Project leader Nicholas Negroponte tells us that widespread field tests of the portable computers will start next month, with working devices set to roll off the production line in November
Written by Andrew Donoghue, Contributor

Reports that trials of the $100 laptop project will kick off in Thailand alone have been quashed by Nicholas Negroponte, founder and chairman of the One Laptop per Child (OLPC) association.

He claimed on Monday that field trials will start everywhere the laptop is required at roughly the same time.

In an email sent to ZDNet UK, Negroponte said reports that trials of the machine would initially be limited to Thailand were inaccurate. Instead "visual models and developer board demos" will be sent to Nigeria in September and Thailand in October for field trials.

"Trials start everywhere at the same time," insisted Negroponte, adding that some journalists have erred by writing about a single country's involvement and touting it as "the first" deployment.

The first working, integrated laptops built on an assembly line, which Negroponte describes as "B-Machines", should be produced in November, he added. These devices will be "tested to destruction," he claimed.

Earlier this month, reports that Brazil, Nigeria, Argentina and Thailand had signed million-unit contracts for the device were later refuted by an OLPC spokesperson.

"We have not signed any agreements for orders, but we are in communication with the countries mentioned. OLPC has asked that all interested parties wait to see a working machine before placing their orders," the spokesperson told ZDNet UK.

Meanwhile, in an interview with eWeek, Mary Lou Jepsen, the chief technology officer of the OLPC programme, said that the group has solved one of its main stumbling blocks — a flexible and cheap display that can be read in direct sunlight.
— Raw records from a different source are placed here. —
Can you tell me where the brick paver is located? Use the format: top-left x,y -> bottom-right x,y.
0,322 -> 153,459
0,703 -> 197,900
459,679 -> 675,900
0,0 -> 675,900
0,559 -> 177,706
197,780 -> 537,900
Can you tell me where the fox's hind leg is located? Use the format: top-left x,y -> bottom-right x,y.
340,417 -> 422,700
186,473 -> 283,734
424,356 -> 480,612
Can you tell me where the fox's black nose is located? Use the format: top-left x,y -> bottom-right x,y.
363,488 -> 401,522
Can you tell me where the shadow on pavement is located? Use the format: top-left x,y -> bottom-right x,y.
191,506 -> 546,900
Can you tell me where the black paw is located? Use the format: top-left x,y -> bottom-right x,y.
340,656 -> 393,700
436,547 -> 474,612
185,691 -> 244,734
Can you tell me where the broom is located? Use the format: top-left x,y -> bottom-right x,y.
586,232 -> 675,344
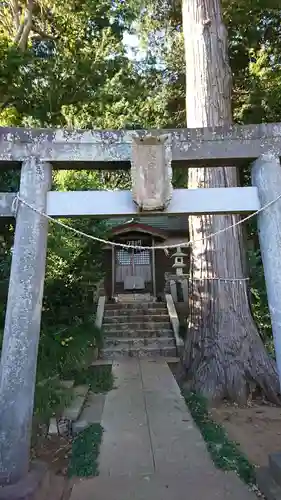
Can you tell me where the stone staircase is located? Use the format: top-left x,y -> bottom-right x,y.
101,301 -> 177,359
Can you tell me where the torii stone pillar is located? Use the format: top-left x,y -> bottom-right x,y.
252,154 -> 281,387
0,157 -> 52,486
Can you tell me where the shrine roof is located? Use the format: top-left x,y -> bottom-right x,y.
110,222 -> 168,240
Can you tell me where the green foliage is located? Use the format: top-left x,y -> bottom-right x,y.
73,366 -> 113,393
0,0 -> 281,413
68,424 -> 103,477
184,392 -> 255,484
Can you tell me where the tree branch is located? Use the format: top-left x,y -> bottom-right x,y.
31,24 -> 58,40
18,0 -> 34,50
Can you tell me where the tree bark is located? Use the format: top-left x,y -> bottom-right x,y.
182,0 -> 279,403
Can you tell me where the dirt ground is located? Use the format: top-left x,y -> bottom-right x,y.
33,436 -> 71,476
210,402 -> 281,466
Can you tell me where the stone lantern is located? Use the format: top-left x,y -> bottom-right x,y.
172,247 -> 186,276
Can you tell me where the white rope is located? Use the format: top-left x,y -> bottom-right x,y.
184,274 -> 250,283
14,189 -> 281,250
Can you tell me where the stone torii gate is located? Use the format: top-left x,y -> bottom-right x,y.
0,124 -> 281,499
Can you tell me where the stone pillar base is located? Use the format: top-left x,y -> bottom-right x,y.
0,462 -> 47,500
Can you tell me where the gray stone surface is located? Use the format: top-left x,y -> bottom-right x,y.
78,392 -> 105,424
0,123 -> 281,169
269,453 -> 281,487
252,154 -> 281,392
100,295 -> 177,359
256,467 -> 281,500
70,470 -> 256,500
71,359 -> 256,500
99,361 -> 154,477
0,193 -> 15,217
0,157 -> 52,484
0,462 -> 48,500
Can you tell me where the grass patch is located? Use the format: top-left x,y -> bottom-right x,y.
68,424 -> 103,477
184,392 -> 256,484
71,365 -> 113,393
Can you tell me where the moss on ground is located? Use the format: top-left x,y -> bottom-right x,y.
72,365 -> 113,393
68,424 -> 103,477
184,392 -> 256,485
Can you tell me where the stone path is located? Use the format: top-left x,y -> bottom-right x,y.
71,358 -> 256,500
"We now have a display that can readily be mass-produced in standard LCD factories, with no process changes. Our display has higher resolution than 95 percent of the laptop displays on the market today; approximately one-seventh of the power consumption; one-third of the price; sunlight readability; and room-light readability with the backlight off," the group claimed on a posting on its Wiki site.

The One Laptop per Child project aims to develop a portable PC for use by children in the developing world for around $100 (£50). The price has risen since the scheme was first announced to around $135 to $140, according to Negroponte.

"It is a floating price. We are a non-profit organisation, we have a target of $100 by 2008 but probably it will be $135, maybe $140. That is a start price but what we have to do is with every release make it cheaper and cheaper — we are promising that the price will go down," Negroponte told the Red Hat Summit in Nashville in June.